Department of Clinical Immunology, Medical University of Warsaw, Nowogrodzka 59, 02-006 Warsaw, Poland.
Department of Clinical Immunology, Medical University of Warsaw, Nowogrodzka 59, 02-006 Warsaw, Poland; Department of Immunology, Transplantology and Internal Medicine, Medical University of Warsaw, Nowogrodzka 59, 02-006 Warsaw, Poland.
Transpl Immunol. 2022 Jun;72:101583. doi: 10.1016/j.trim.2022.101583. Epub 2022 Mar 18.
Virtual crossmatch (VXM) is a new powerful tool in pre-transplant risk assessment. However, the ability of VXM to predict physical crossmatch (PXM) results remains controversial. Our work evaluated the predictive potential of VXM results, measured by SAB (single antigen bead assay), for CDCXM (complement-dependent cytotoxicity crossmatch) and FLXM (flow cytometry crossmatch) results of DSA (donor specific antibody) in sensitized patients.
In total, 261 CDCXM and FLXM measurements were performed for 180 potential kidney transplant candidates, each with a single HLA-A, B, or -DR DSA against a potential deceased donor. Analysis was conducted with two SAB datasets of four-month distant and collected prior to and after PXM results. Optimal MFI (mean fluorescence intensity) thresholds and likelihood ratios were assigned based on low (<2000 MFI), medium (2001-5000 MFI) and high risk (>5000 MFI). The impact of VXM predictability was determined by the ROC curves comparison. In addition, inter-assay changes of MFI were evaluated.
The accuracy of VXM to predict CDCXM was inferior to that of FLXM with the AUC (area under ROC curve) of 0.644 vs. 0.849. In contrast, the initial ROC analysis showed that the VXM prediction was good for both T-FLXM with ROC value of 0.849 and by B-FLXM with ROC value of 0.706 for a single antigen of HLA-A, B, or -DR DSA. In fact, the best VXM prediction was for FLXM with good sensitivity for B-FLXM against HLA-DR-specific DSA (0.851). Similar results of VXM predictability were observed for pre- and post-crossmatch ROC curves.

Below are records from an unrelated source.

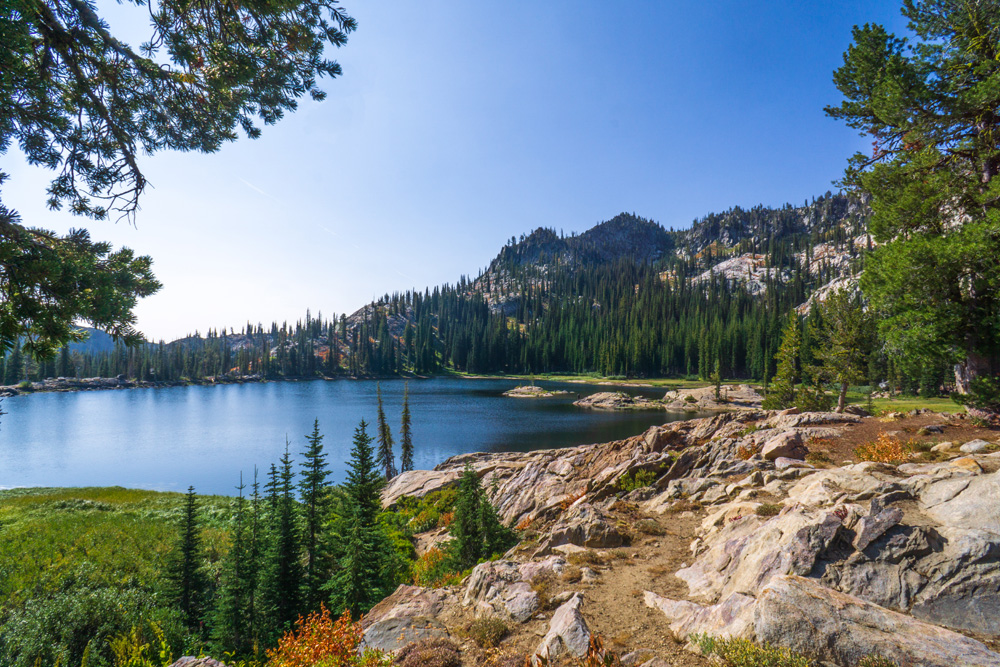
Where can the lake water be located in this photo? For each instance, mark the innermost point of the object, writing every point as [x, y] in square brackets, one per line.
[167, 439]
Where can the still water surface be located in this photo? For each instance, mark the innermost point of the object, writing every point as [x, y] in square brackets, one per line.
[169, 438]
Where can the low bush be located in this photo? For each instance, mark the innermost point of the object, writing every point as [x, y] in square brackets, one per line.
[488, 631]
[649, 527]
[745, 653]
[767, 509]
[317, 639]
[598, 656]
[435, 652]
[876, 661]
[885, 449]
[434, 569]
[640, 479]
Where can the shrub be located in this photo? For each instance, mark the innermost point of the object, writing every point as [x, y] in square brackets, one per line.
[434, 569]
[640, 479]
[319, 640]
[885, 449]
[649, 527]
[587, 557]
[876, 661]
[488, 631]
[598, 656]
[434, 652]
[767, 509]
[745, 653]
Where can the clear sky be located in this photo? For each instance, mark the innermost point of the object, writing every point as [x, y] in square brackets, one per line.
[457, 125]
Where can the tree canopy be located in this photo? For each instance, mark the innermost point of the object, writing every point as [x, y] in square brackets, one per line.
[78, 100]
[932, 109]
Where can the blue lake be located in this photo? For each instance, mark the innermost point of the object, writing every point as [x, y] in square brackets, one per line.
[167, 439]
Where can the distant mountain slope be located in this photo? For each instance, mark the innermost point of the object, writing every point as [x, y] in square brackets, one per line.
[97, 341]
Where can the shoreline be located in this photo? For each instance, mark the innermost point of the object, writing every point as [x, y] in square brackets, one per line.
[66, 385]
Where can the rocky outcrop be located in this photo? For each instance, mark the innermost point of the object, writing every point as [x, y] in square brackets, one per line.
[568, 632]
[503, 588]
[803, 615]
[617, 400]
[533, 391]
[837, 562]
[585, 526]
[926, 543]
[731, 397]
[411, 613]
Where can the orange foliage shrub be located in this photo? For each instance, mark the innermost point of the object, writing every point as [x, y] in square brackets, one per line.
[566, 503]
[318, 639]
[885, 449]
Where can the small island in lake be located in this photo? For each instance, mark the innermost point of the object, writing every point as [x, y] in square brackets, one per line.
[533, 391]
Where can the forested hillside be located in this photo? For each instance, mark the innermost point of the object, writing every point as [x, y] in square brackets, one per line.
[626, 297]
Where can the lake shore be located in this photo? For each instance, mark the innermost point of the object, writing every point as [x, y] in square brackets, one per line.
[63, 384]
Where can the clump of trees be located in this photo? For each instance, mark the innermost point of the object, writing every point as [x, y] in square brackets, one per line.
[929, 106]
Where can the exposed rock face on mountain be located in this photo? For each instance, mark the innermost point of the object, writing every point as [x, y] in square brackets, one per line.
[835, 562]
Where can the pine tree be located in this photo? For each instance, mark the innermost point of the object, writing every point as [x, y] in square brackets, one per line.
[282, 572]
[406, 435]
[386, 458]
[782, 392]
[846, 340]
[232, 615]
[476, 530]
[184, 574]
[364, 563]
[314, 491]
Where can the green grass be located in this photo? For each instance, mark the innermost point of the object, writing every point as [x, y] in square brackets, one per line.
[906, 403]
[591, 378]
[83, 565]
[47, 534]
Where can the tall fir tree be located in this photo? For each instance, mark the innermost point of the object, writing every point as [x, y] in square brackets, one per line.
[929, 103]
[386, 457]
[282, 573]
[406, 433]
[476, 530]
[231, 618]
[314, 491]
[846, 338]
[363, 575]
[782, 391]
[184, 575]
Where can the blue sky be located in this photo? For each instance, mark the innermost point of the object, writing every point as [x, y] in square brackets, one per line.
[457, 125]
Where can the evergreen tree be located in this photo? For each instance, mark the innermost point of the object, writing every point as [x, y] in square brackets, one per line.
[782, 392]
[363, 578]
[930, 107]
[231, 618]
[405, 433]
[184, 573]
[281, 579]
[386, 457]
[476, 530]
[314, 491]
[846, 341]
[13, 373]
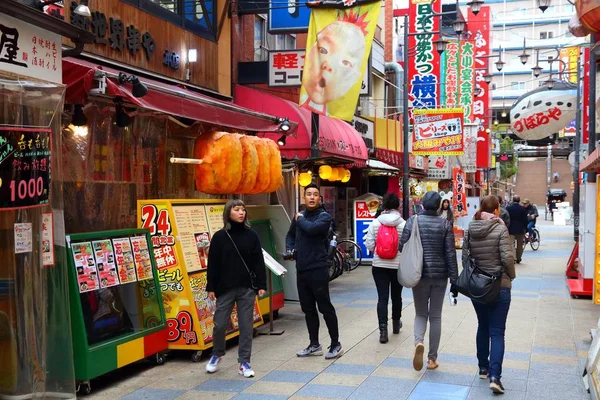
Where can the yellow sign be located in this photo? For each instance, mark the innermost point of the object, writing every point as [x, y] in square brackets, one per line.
[340, 43]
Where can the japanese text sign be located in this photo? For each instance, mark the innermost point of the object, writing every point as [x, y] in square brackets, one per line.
[29, 51]
[25, 173]
[438, 131]
[424, 67]
[460, 192]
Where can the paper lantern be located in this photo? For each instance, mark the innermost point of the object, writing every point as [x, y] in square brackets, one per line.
[543, 112]
[276, 177]
[221, 170]
[347, 175]
[263, 179]
[304, 179]
[325, 172]
[249, 165]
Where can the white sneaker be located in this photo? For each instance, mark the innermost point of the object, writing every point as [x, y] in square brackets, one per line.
[246, 370]
[213, 364]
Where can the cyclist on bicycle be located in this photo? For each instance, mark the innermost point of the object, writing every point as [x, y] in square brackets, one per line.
[532, 215]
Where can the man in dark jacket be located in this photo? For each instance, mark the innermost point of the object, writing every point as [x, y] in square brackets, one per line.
[308, 236]
[518, 224]
[504, 215]
[439, 264]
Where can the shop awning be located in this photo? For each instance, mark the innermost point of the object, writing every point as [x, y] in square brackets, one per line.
[79, 76]
[336, 138]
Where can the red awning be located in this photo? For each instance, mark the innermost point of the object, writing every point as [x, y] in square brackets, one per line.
[78, 75]
[336, 138]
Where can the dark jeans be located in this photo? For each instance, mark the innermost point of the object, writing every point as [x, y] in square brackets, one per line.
[492, 324]
[386, 278]
[313, 291]
[244, 298]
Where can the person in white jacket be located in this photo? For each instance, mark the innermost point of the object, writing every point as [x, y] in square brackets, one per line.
[385, 270]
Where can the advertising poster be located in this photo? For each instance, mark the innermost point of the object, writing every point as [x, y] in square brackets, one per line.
[460, 193]
[85, 266]
[124, 260]
[23, 238]
[24, 167]
[47, 241]
[105, 263]
[365, 208]
[141, 255]
[424, 68]
[338, 47]
[480, 27]
[438, 132]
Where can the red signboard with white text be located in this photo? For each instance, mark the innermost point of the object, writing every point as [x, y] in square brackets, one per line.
[479, 27]
[424, 66]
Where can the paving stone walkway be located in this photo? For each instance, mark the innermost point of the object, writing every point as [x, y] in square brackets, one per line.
[547, 340]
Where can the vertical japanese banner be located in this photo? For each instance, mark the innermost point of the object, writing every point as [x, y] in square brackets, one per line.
[424, 66]
[479, 28]
[338, 47]
[460, 192]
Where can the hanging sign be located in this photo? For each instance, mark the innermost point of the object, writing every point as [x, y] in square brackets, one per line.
[30, 51]
[438, 132]
[47, 241]
[24, 167]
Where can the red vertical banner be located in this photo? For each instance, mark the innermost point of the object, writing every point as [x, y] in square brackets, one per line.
[585, 123]
[459, 199]
[479, 27]
[424, 66]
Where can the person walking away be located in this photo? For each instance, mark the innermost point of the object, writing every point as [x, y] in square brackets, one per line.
[518, 225]
[439, 264]
[382, 240]
[446, 211]
[235, 275]
[308, 237]
[532, 215]
[489, 244]
[504, 215]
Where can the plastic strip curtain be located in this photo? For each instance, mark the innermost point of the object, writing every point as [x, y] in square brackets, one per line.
[35, 335]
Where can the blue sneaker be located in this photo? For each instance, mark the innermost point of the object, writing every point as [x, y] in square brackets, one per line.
[213, 364]
[246, 370]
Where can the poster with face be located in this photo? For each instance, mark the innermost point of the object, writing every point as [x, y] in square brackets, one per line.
[338, 46]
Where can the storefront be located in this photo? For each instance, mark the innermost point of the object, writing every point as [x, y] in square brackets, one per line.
[35, 339]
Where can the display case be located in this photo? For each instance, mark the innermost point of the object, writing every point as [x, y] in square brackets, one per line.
[117, 316]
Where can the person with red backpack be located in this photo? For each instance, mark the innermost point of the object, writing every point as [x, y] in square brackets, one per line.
[382, 239]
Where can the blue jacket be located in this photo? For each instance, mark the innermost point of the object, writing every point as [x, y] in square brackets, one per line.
[308, 236]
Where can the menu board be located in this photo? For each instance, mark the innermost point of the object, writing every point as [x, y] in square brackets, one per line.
[105, 263]
[192, 225]
[85, 265]
[124, 260]
[215, 217]
[141, 255]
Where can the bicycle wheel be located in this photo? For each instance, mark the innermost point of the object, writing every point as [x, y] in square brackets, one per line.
[535, 243]
[351, 253]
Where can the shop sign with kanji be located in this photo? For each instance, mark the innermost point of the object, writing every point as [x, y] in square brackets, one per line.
[29, 51]
[25, 173]
[438, 132]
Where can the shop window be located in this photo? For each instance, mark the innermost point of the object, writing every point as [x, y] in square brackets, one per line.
[197, 16]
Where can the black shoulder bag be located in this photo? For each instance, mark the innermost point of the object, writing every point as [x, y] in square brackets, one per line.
[251, 273]
[477, 284]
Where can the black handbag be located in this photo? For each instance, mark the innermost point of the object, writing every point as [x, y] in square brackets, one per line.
[478, 285]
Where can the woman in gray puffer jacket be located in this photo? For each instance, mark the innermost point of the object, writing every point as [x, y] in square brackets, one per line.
[439, 264]
[490, 246]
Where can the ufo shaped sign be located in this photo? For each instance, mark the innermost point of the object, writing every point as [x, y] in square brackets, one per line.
[543, 112]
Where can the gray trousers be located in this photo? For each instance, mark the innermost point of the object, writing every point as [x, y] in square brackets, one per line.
[429, 299]
[244, 298]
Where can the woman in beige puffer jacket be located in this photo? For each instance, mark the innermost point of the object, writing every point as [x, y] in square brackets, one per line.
[489, 243]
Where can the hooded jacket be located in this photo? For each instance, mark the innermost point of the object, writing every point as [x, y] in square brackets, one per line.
[388, 218]
[491, 248]
[437, 239]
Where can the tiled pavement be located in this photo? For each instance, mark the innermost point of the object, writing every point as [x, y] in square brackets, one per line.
[547, 340]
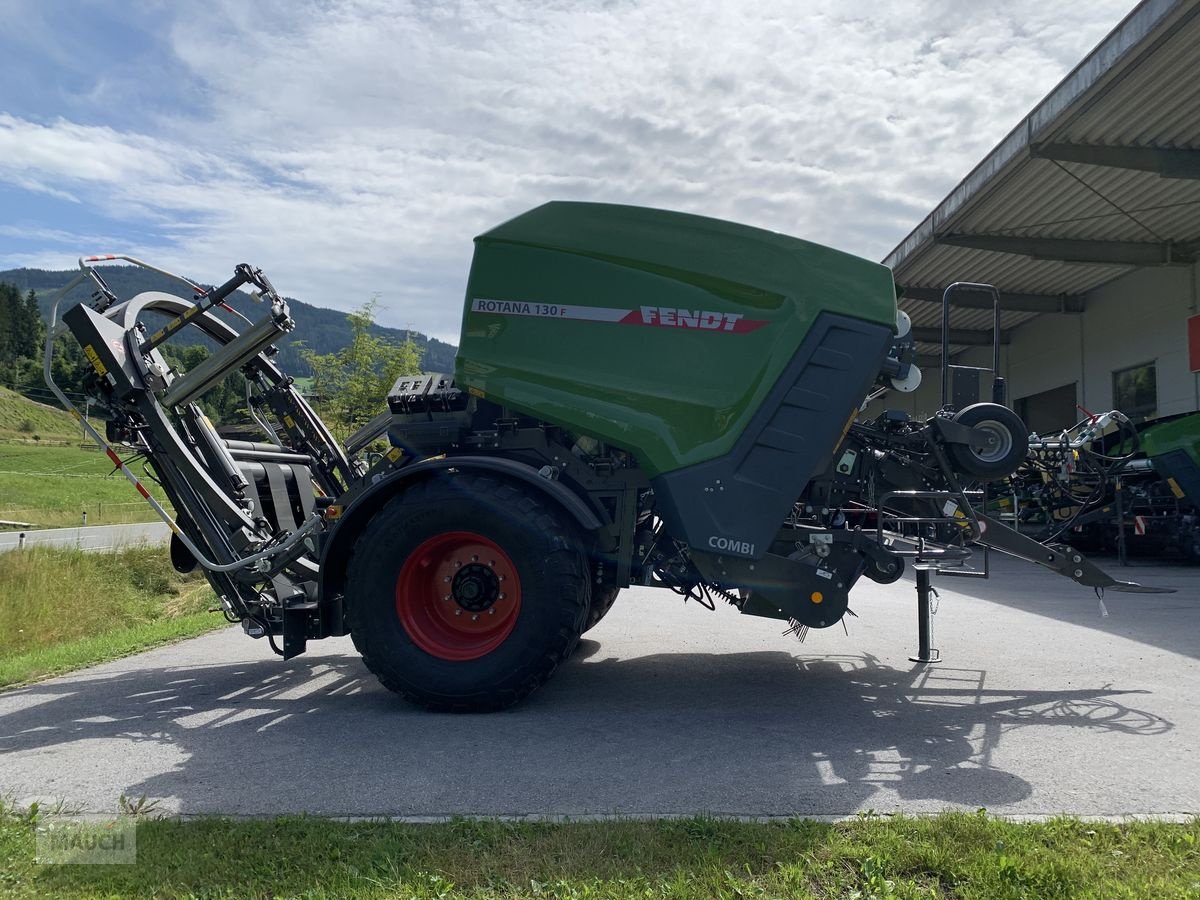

VXM predictability is better for positive/negative FLXM than for positive/negative CDCXM results to evaluate a single HLA-A, B, -DR DSA disparity. This may be related to the fact that VXM and FLXM rely on binding of antibodies to beads or cells, respectively. In contrast, VXM is less predictive for CDCXM because the latter measures complement-dependent cytotoxic function. We intend expand VXM analysis to correlate their results with FLXM results to select low/medium risk patients for kidney transplantation in Poland.
虚拟交叉配型(VXM)是移植前风险评估的新工具。然而,VXM 预测物理交叉配型(PXM)结果的能力仍存在争议。我们的工作评估了 VXM 结果(通过单抗原珠测定法[SAB]测量)对致敏患者的供体特异性抗体(DSA)的 CDCXM(补体依赖性细胞毒性交叉配型)和 FLXM(流式细胞术交叉配型)结果的预测潜力。
总共对 180 名潜在的肾移植候选者进行了 261 次 CDCXM 和 FLXM 测量,每个候选者均具有针对潜在已故供体的单个 HLA-A、B 或-DR DSA。分析使用两个四个月前的 SAB 数据集进行,数据集分别在 PXM 结果之前和之后收集。根据低(<2000 MFI)、中(2001-5000 MFI)和高风险(>5000 MFI),分配了最佳 MFI(平均荧光强度)阈值和似然比。通过 ROC 曲线比较确定 VXM 可预测性的影响。此外,还评估了 MFI 的测定内变化。
VXM 预测 CDCXM 的准确性低于 FLXM,AUC(ROC 曲线下面积)为 0.644 与 0.849。相比之下,初始 ROC 分析表明,对于 T-FLXM(ROC 值为 0.849)和 B-FLXM(对于 HLA-A、B 或-DR DSA 的单个抗原,ROC 值为 0.706),VXM 预测均良好。实际上,对于针对 HLA-DR 特异性 DSA 的 B-FLXM,VXM 对 FLXM 的预测效果最好(0.851)。VXM 可预测性的类似结果也在预交叉配型和后交叉配型的 ROC 曲线中观察到。
VXM 预测性对于阳性/阴性 FLXM 比阳性/阴性 CDCXM 结果更好,以评估单个 HLA-A、B、-DR DSA 差异。这可能与 VXM 和 FLXM 分别依赖于抗体与珠或细胞结合的事实有关。相比之下,VXM 对 CDCXM 的预测性较差,因为后者测量补体依赖性细胞毒性功能。我们打算将 VXM 分析扩展到与 FLXM 结果相关联,以选择波兰的低/中风险患者进行肾移植。